Structurally, Fell represents both a continuation and a new beginning for Sutekh. Horvitz continues to refine the minimal-techno roots that he perfected on Force Inc.'s Miasma EP and Periods.Make.Sense album with tracks like "Fire Weather" and "Recession Clouds." However, there are some new sounds within the old structure — Sutekh finds the hums and textures of white noise and embraces them, along with some tape hiss and pop similar to Pole records. Diverse sounds from both digitally rendered and traditional sources add depth to the work.

Fell should not be described as "noise collage" or "layered," since it is neither. While there are many levels of sound, "layering" is not quite the correct description; "intertwining" is more appropriate, since it often seems that Horvitz is able to construct his sounds so that each one becomes part of something larger. The difficulty in picking apart layers of sound is immense, and serves to further exemplify the previous statement. For example, "Gospel Train," one of Sutekh's more epic pieces on Fell, begins with a low, mechanical bass repetition every few seconds. Quickly, an arrangement of light, bell-like tones joins in. Somewhere in the background, a train is heard advancing along the tracks. Over the course of 10 minutes, Horvitz intertwines dozens of other sounds and rhythms into one complex song — a mobile of sound. "Recession Clouds" is built upon patches of heavy, noisy static that recede back and forth. However, Sutekh turns these on and off with the precision of a true artist, and with time, the listener begins to accept them, even find them necessary in the piece. Even more interesting, though, is the abrupt shutoff of the static — we appreciate the silence even more, as odd as its temporary appearance may seem to us.

While the album is often ideologically interesting and musically rich, there are some pedestrian moments. "Slow Toy Medley," while generally keeping the mildly dark mood of the album, tends to sound a bit cliché in terms of contemporary electronic/digital music trends with its use of "toy" instruments and bursts of discordance. "Rustle the Bush Rat" fares even worse, as it fails to further develop Fell's musical "feel," and strays into musical banality with its penchant for interweaving shocks of white noise. As Jean-Paul Sartre once said of existentialism, when it was in vogue, "...the word has been stretched and taken on so broad a meaning that it no longer means anything at all." The same could be said of the possibilities of pure sonic dissonance in music.

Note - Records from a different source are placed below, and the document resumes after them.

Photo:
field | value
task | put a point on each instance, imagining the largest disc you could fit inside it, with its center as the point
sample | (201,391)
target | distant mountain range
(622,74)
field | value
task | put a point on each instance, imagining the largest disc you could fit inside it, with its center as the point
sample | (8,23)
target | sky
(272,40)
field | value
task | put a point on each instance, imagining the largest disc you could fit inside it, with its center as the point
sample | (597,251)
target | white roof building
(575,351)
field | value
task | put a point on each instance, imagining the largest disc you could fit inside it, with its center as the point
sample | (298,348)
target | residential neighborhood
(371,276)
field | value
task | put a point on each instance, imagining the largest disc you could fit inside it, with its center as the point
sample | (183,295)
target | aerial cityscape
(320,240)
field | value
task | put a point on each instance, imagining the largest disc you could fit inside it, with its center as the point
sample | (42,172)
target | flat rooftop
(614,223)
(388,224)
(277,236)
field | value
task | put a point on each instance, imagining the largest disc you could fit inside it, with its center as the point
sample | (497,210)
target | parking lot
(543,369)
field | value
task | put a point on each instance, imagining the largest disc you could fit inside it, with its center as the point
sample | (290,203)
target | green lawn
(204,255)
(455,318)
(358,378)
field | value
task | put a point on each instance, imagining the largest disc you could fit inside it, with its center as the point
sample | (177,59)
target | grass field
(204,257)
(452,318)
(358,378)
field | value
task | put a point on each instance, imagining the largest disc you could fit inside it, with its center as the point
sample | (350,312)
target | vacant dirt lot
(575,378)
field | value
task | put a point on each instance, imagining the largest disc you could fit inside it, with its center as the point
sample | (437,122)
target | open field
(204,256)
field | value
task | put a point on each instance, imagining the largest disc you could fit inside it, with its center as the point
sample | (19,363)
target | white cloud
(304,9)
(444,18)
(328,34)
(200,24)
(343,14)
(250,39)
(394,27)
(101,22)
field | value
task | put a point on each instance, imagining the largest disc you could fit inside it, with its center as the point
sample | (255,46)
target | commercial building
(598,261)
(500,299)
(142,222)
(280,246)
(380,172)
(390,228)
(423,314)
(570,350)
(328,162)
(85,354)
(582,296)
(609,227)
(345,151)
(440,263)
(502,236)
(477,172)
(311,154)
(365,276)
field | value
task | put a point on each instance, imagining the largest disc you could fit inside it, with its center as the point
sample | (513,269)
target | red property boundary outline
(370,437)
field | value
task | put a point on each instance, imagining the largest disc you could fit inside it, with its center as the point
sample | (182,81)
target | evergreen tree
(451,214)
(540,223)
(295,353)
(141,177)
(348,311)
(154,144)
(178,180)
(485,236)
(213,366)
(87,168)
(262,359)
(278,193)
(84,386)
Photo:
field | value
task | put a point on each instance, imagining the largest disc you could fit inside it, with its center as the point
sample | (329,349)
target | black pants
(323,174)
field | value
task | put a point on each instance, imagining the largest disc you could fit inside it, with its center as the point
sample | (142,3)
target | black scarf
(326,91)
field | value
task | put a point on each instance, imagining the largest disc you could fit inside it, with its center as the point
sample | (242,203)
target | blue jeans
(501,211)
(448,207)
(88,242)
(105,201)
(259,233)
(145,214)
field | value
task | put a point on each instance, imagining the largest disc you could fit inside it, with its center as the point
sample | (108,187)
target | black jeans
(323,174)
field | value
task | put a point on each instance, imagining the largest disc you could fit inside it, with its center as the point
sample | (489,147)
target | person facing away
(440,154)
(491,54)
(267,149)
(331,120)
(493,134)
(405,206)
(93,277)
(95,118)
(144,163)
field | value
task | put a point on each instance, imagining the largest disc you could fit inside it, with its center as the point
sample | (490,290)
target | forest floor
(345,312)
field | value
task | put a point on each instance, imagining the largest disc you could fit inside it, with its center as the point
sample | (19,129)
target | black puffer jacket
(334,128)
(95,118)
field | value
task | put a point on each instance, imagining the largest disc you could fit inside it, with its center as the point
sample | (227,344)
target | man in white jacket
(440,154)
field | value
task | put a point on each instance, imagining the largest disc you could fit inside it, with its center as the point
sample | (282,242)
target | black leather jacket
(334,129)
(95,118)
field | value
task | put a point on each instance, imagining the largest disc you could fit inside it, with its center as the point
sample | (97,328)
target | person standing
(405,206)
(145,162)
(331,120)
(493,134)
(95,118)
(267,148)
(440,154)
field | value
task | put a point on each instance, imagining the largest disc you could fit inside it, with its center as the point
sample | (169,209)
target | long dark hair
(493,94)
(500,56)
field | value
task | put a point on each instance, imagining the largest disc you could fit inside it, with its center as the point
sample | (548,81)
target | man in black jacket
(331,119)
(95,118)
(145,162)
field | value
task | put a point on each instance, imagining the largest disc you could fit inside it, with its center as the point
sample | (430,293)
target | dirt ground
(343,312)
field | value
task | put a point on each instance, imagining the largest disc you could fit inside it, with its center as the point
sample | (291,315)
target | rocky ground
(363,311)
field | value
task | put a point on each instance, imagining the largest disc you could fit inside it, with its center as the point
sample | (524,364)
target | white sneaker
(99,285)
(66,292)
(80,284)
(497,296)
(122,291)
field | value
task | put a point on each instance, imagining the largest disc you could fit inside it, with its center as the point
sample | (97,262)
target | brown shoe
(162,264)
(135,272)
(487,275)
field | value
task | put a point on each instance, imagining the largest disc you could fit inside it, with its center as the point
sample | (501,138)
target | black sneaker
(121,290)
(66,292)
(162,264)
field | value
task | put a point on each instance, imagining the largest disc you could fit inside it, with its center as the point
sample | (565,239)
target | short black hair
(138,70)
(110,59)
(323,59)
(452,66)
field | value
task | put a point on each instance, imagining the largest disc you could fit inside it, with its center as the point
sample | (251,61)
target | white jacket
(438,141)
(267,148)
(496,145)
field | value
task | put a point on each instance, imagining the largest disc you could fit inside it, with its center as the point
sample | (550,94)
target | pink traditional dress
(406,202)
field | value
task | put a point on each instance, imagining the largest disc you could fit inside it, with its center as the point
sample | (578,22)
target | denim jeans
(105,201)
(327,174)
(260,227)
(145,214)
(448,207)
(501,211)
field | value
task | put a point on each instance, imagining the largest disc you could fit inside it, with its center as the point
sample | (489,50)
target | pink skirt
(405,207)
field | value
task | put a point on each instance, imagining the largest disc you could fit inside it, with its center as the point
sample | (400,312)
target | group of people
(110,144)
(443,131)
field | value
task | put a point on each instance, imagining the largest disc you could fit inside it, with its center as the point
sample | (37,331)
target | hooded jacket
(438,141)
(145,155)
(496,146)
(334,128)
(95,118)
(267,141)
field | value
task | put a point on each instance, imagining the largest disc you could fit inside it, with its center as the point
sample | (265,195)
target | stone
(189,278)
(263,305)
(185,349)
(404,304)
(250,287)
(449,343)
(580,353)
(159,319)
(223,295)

The forms of communication between the artist and the receiving audience are immensely complex, and Fell demonstrates this fully. Sutekh's ability to use minimal-techno structures as a launching point for other sonic studies in white noise and traditional sound usage in otherwise electronic/digital soundscapes involves a strong ability to convey meaning, no matter what the medium. Using methods of aesthetic, emotional, and ideological transference, Seth Horvitz is able to create an album full of internal context and metaphor that nearly works in all regards.